A few days ago I met with a friend, Sam Desocio and he kindly lent me Confessions of a Reformission Rev. by Mark Driscoll. Well, I read it, in the space of 3 days. Which was slightly impressive considering I went home and church, visited Jen, and did some other things as well. Though I have a book that I still need to finish reading after not touching it for 4 weeks. (sad)

The Overview:

This book is part autobiography of Driscoll's first 10 years of church planting, and part biography of the life of Mars Hill. Confessions is meant to school people and to assist in training men to be church planters.. Driscoll ultimately says, "learn from my failures." Which he shows himself as he is, a sinner through the lense of Scripture.

The Bad News:

Like Tony Campolo, Mark needs to watch his mouth. Driscoll points out that he is known as the cussing pastor and his book reflects his personality using words that could be considered as crude. Also Driscoll sees the constant need to reorganize Mars Hill... I don't necessarily see that paradigm in Scripture. (Though the apostles changed the way ministry was done with the concept of elders and deacons - it is something that merits further study.)

The good news:

I like Driscoll, despite the crude language. I trust the readers of the book are male adults (primarily). For those outside that category I would say he uses crude language. (At times John Piper does that). But I like Mark because he raises good questions and points out several flaws within evangelicalism. His preface contains 10 questions that pastors and church leaders should consider for the ministry Christ has given them.

more good news:

1.) Driscoll is a theological calvinist, he loves and preaches election and sovereign grace. Which is fantastic!!
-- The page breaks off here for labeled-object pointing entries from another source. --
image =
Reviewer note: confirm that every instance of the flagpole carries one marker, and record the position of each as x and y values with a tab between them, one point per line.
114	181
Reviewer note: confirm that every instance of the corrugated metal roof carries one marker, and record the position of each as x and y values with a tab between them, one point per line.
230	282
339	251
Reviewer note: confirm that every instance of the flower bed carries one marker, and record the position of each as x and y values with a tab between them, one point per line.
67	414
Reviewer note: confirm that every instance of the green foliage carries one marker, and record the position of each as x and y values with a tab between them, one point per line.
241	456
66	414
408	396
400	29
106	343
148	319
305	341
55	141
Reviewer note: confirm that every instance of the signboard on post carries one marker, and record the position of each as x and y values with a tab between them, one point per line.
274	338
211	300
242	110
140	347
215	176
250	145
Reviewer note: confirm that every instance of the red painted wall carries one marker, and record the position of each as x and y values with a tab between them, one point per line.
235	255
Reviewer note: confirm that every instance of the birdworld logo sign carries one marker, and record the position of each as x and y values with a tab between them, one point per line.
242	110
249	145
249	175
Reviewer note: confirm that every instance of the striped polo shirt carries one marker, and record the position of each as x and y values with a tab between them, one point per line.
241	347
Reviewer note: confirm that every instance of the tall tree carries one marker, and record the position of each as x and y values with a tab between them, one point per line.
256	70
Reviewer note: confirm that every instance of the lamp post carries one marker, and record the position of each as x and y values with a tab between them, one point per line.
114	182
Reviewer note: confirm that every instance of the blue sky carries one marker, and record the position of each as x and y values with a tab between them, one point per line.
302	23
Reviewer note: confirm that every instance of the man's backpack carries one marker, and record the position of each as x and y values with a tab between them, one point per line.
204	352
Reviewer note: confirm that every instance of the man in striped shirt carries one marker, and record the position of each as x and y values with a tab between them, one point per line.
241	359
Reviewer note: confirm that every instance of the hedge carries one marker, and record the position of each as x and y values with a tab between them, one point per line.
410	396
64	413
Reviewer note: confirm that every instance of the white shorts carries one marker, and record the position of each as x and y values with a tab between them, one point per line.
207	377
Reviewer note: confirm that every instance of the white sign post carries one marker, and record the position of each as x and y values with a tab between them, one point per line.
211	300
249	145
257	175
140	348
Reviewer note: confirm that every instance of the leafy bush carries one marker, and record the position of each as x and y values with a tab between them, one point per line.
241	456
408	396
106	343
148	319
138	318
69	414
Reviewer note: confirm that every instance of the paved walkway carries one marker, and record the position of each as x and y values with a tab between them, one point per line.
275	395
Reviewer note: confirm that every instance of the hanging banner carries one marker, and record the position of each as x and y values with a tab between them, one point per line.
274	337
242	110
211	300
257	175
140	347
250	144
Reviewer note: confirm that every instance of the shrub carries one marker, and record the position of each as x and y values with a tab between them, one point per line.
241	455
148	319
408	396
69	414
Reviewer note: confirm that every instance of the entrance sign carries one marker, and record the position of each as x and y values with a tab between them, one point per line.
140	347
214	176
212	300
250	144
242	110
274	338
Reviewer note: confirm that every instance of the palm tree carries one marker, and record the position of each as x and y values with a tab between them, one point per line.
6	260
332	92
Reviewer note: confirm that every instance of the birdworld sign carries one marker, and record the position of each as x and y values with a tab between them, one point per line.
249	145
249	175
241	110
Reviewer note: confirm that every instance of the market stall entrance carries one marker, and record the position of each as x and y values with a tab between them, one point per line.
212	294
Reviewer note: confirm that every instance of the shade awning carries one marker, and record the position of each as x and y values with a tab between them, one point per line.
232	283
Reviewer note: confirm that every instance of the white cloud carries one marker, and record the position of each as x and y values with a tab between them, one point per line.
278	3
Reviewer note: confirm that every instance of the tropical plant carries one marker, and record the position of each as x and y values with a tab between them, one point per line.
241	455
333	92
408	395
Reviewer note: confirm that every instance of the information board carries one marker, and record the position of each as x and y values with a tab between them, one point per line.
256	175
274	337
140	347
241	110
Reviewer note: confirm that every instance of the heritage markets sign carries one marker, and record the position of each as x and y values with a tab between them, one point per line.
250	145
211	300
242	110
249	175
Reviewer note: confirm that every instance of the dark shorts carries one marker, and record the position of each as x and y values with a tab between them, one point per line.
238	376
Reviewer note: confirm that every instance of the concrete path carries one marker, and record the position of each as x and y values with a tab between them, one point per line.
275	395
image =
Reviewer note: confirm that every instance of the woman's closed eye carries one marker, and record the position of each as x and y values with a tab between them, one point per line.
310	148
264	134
2.) He says that he sees more biblical evidence for unicorn led churches instead of congregationally led churches (decent understanding of church officers)

3.) Holds a very robust and solid Christology (in a day and age where Christ is seen as a hippie, this is sorely needed. Remember I do work in a homeless mission, so I am told that I am to leave my Christology at the door. I like seeing Acts 3,4 boldness.)
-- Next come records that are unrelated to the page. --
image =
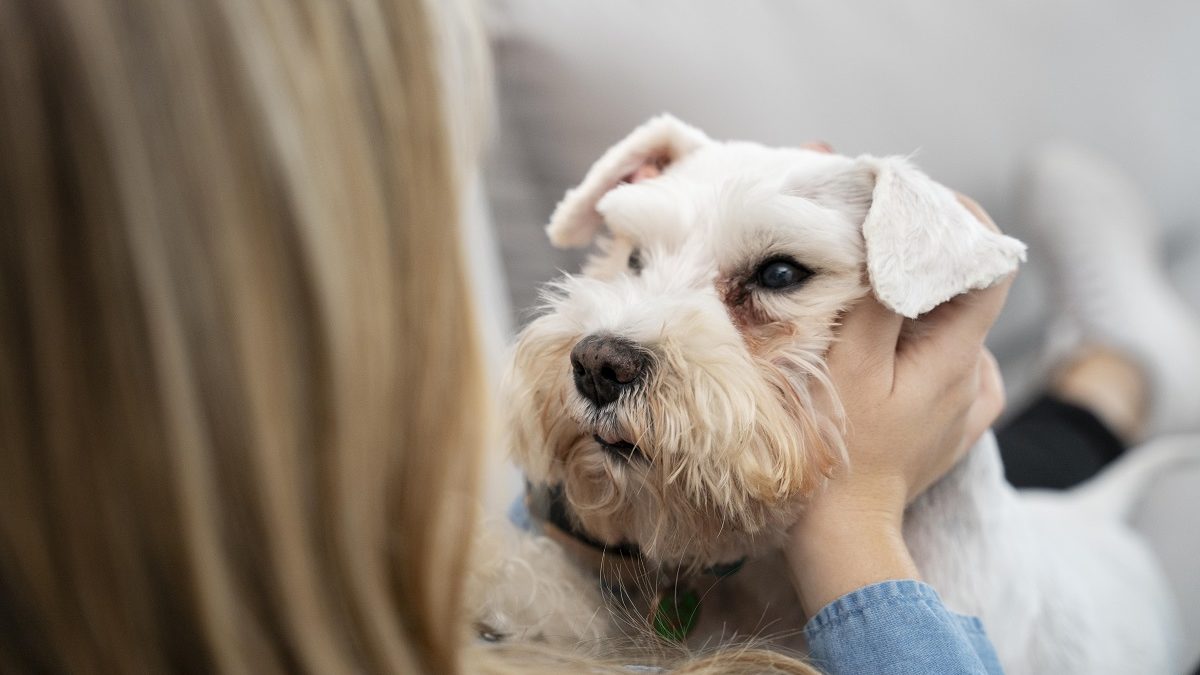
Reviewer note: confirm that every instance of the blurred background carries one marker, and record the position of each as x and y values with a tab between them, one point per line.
971	88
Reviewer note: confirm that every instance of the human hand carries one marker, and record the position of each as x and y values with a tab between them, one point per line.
915	400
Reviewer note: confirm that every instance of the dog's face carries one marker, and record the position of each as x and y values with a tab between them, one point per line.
676	389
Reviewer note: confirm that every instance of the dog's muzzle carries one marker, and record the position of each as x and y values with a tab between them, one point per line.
605	365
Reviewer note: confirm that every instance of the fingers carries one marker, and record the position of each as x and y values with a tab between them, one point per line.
867	339
958	327
988	404
977	210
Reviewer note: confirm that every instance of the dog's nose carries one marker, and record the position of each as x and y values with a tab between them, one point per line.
604	365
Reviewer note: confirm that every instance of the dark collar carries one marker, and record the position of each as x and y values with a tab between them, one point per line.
549	503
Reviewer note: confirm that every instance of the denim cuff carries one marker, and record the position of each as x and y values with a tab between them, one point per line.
894	592
898	627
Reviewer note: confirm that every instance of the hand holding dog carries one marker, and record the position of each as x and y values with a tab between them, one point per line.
915	402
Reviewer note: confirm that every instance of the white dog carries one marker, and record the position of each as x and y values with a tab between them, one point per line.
666	407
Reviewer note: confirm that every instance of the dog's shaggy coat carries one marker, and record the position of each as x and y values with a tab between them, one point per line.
733	420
4.) Christocentric preaching - he sees himself as a missiologist and an evangelist.

5.) big on training church planters

6.) gaining greater acceptance from the reformed community (Keller, Piper, Harris)

In Short -- Good Book, Good Questions, and while I may disagree with those conclusions, Driscoll's focus is seeing people come to know Christ. Which is done in a way that glorifies Christ and sees Him in a beautiful and precious way... which is to be applauded.


Sdesocio said...

Yeah Id have to say there are a few parts that are a bit harsh, I find his way of doing things refreshing, especially when so many reformed guys do things because thats how their fathers or grandfathers did it.